I do daily physical therapy and then go out and party at night with guys who have come back from deployment—guys who have seen others get killed, maimed, and eviscerated. We don’t talk about any of that. We don’t talk about how we miss being with our unit, with our guys, our problems with wives and girlfriends. We don’t address anything that we’re dealing with, which is why things start to go south for me mentally.

I get medically discharged and find a civilian job in New Jersey working on helicopters.

I get remarried.

The demons from all my deployments start eating away at me day and night. I can’t sleep, and I’m drinking too much. I’m smoking like a chimney. I’m not seeing my kids, and I’m shirking my responsibilities—and it’s all because I’ve been ripped out from the familial structure of the military. And I miss the camaraderie.

From day one in the military, your entire day is regimented. It’s scheduled and structured down to the minute. You have a mission. You go out and get it done. Now I don’t have anyone telling me to do anything. I don’t have anyone keeping me in check.

My second marriage ends.

I find myself sitting outside a marsh by my dad’s house in Atlantic City. I’m sitting in the driver’s seat, holding a pistol.

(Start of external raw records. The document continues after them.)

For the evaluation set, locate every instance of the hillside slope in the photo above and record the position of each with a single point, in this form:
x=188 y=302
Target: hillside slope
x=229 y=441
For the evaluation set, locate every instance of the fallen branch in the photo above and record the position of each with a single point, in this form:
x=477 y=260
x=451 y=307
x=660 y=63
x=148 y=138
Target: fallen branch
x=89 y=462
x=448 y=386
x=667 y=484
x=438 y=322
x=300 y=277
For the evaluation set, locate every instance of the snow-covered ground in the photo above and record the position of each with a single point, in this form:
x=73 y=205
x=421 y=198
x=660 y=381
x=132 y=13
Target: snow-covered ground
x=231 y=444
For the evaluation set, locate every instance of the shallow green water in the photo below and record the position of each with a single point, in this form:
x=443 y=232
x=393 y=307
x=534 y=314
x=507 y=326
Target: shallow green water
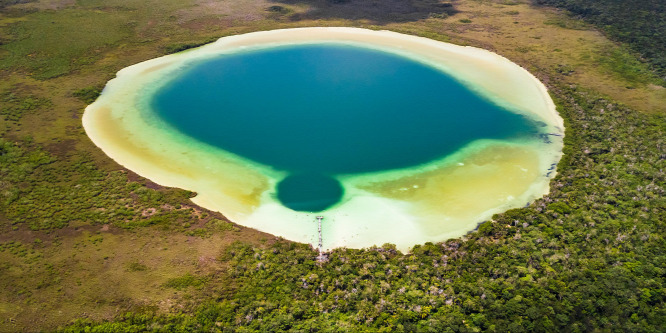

I raise it to my head, about to end my life, when for maybe a half second my kids flash through my mind.

What the fuck am I doing?

I start crying.

I disassemble my weapon, take all the bullets out of the magazine, and throw everything out of the car.

I need to address this. I need to get some help.

I get diagnosed with PTSD. I start seeing a therapist full-time and get my head out of my ass. I quit binge drinking and stop smoking, which I’ve been doing since I was thirteen. I learn the importance of exercise and nutrition and taking care of myself. I begin to claw and scrape my way out of my self-loathing. I stop hating myself for everything. I stop blaming myself for my friends dying and every other shitty thing that’s ever happened to me.

I start speaking to other people about my experiences.

Over time, I start to learn to love my fate. Instead of letting it control me, send me into a deep, spiraling depression, I discover a way to turn it around for good—to help others. If I can help one person every day, regardless of how I do it, then that’s a win for me. If I can use my experiences, my story, to help a person every single day, then everything I’ve gone through in my life is worth it.